The game was developed by the same team responsible for the Street Fighter III series, and combines Capcom's anime-inspired graphics, as seen in the Darkstalkers series, with the colorful characters and events of Hirohiko Araki's creation, resulting in a highly stylized and detailed visual style. It also features many of the gameplay mechanics seen on previous Capcom fighting games, such as the use of power gauges for super moves, as well as a brand new Stand Mode, consisting of the series' signature guardian spirits that accompany almost every character and can be summoned or dismissed at will by the player, resulting in variations in the character's move list and abilities. Araki served as a consultant for the game and created exclusive pieces of artwork for its promotion and packaging; most notably, he developed from scratch a new character design for Midler, since Capcom was interested in using her in the game and she had been only shown from the waist-down in the original manga.

==Plot==

Based on the manga's third main story arc, Stardust Crusaders, the game follows a Japanese teenager named Jotaro Kujo, who has developed a supernatural ability known as a "Stand". Approached by his grandfather, Joseph Joestar, Jotaro learns that this power is the result of the influence of the sworn enemy of the Joestar family, a vampire named Dio. As his mother's life is put in danger when she starts developing a Stand that she can't control, Jotaro and Joseph go on a quest to destroy Dio so they can cure her.

==Gameplay==
Gameplay in JoJo's Bizarre Adventure follows most basic fighting games, in which two fighters battle against each other using a variety of attacks, techniques, and special moves to deplete their opponent's health bar. A super meter which increases as fighters deal and receive damage can be used to perform character-specific super moves.

The unique feature of the game is the inclusion of "Stands", powerful projections of a fighter's energy that are unique to each fighter. Whilst Stands are generally integrated into a fighter's moveset, most characters possess an active Stand, which they can bring into and out of battle using the "Stand" button. While a Stand is out, the fighter can increase the power of their attacks, use unique techniques, receive enhancements such as double jumping, and even have their Stand attack separately from the fighter character. However, attacking a fighter's Stand will also cause damage to the fighter, which brings a risk to using Stands, and the damage inflicted is doubled if the Stand is far away from its user. A Stand's presence on the field is determined by a Stand Gauge, which decreases if the Stand is attacked and refills whilst the Stand is withdrawn. If the gauge is depleted, a "Stand Crash" will occur, which leaves the fighter temporarily stunned and open to attack. Other features of Stands include "Blazing Fists" matches, where two Stands clash against each other, requiring the fighters to mash buttons to overcome their opponent, and the ability to program Stands to perform a series of attacks, which can be combined with a player's own attacks for extensive combos.

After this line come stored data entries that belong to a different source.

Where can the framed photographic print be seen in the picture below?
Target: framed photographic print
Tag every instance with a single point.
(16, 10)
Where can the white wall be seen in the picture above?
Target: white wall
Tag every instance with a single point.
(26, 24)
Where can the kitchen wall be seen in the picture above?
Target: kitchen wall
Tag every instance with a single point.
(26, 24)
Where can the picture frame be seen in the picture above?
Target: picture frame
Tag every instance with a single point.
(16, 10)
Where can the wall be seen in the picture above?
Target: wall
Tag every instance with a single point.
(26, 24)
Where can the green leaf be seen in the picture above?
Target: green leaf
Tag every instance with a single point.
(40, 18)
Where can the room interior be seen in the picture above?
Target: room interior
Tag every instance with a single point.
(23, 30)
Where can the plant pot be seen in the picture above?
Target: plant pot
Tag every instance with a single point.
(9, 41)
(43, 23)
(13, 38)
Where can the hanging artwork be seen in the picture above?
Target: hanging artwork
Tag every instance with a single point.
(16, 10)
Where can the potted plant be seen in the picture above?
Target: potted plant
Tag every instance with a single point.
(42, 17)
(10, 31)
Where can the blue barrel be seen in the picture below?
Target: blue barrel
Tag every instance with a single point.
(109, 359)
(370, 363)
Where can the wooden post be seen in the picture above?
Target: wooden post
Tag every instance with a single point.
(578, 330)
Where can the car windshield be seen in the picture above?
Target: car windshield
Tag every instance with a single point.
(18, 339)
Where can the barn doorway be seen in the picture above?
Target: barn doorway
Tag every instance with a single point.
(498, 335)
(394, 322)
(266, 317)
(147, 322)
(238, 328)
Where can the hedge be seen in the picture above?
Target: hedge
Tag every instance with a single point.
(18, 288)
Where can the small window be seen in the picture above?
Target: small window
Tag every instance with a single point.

Some characters instead possess "passive" Stands, which are treated as parts of their movesets, and Young Joseph lacks a Stand entirely, relying solely on his non-Stand powers, the Hamon, from the Battle Tendency arc.

Along with general modes such as Versus, the game features Story Mode, a single player campaign which follows each character as they face off against various opponents, loosely following the story of the manga. In between certain matches, unique special stages may occur based on scenes from the manga, such as a side-scrolling sequence in which the player has to find and defeat the assassin N'Doul while avoiding his water-based Stand Geb's attacks, or a special battle against the Death 13 Stand. Super Story Mode is a single-player mode exclusive to the PlayStation port of the game. The mode follows the story of the manga, taking the player through a series of fights as the story progresses. This mode also features various mini-games the player must complete in order to progress, such as driving a car or playing games of chance. The HD versions feature optional graphical filters and online multiplayer.

==Playable characters==

The original arcade game features 13 playable characters, whilst Heritage for the Future and subsequent ports added nine additional characters, bringing the total to 22. In the English versions, some characters are renamed to avoid copyright infringement in Western territories:

==Versions==
===Arcade===
JoJo's Bizarre Adventure was initially released for Japanese arcades in December 1998, followed by North America in February 1999. An English-translated version was released in Asia under the shortened title of JOJO's Venture, which predates the officially licensed English adaptations of the original manga and anime (hence the name change). It was followed by a fully revised version titled JoJo's Bizarre Adventure: Heritage for the Future, released in September 1999, which featured eight additional playable characters. An English version that was released in Europe is simply titled JoJo's Bizarre Adventure, the original Japanese title.

===Console===
Two console versions were produced. The 1999 PlayStation version is based on JOJO's Venture, but features the additional characters from the second version of the arcade game and an exclusive "Super Story Mode", which covers the entire Stardust Crusaders story arc. The Dreamcast version, also released in 1999, features both the original and revised versions of the arcade game in their original forms. In 2000, an updated version featuring online multiplayer was released for the Dreamcast exclusively in Japan. In 2012, a high-definition port of the Dreamcast version developed by Capcom was released digitally on PlayStation 3 (via PlayStation Network on August 21 and Xbox 360 (via Xbox Live Arcade) the next day. This version’s features include graphic filters and online multiplayer, though it does not feature the Super Story Mode of the previous PlayStation port. The game was delisted from the PlayStation Network and Xbox Live Arcade storefronts on September 11, 2014, a few months after the release of All Star Battle.

==Reception==

In Japan, Game Machine listed JoJo's Bizarre Adventure as the most successful arcade game of January 1999; the magazine also listed Heritage for the Future as the most successful arcade game of November 1999. It went on to be the third highest-grossing arcade software of 1999 in Japan, below Sega's Virtua Striker 2 and Capcom's own Street Fighter Alpha 3. On home consoles, the game was a best-seller in Japan, having sold more than 300,000 units by March 2000.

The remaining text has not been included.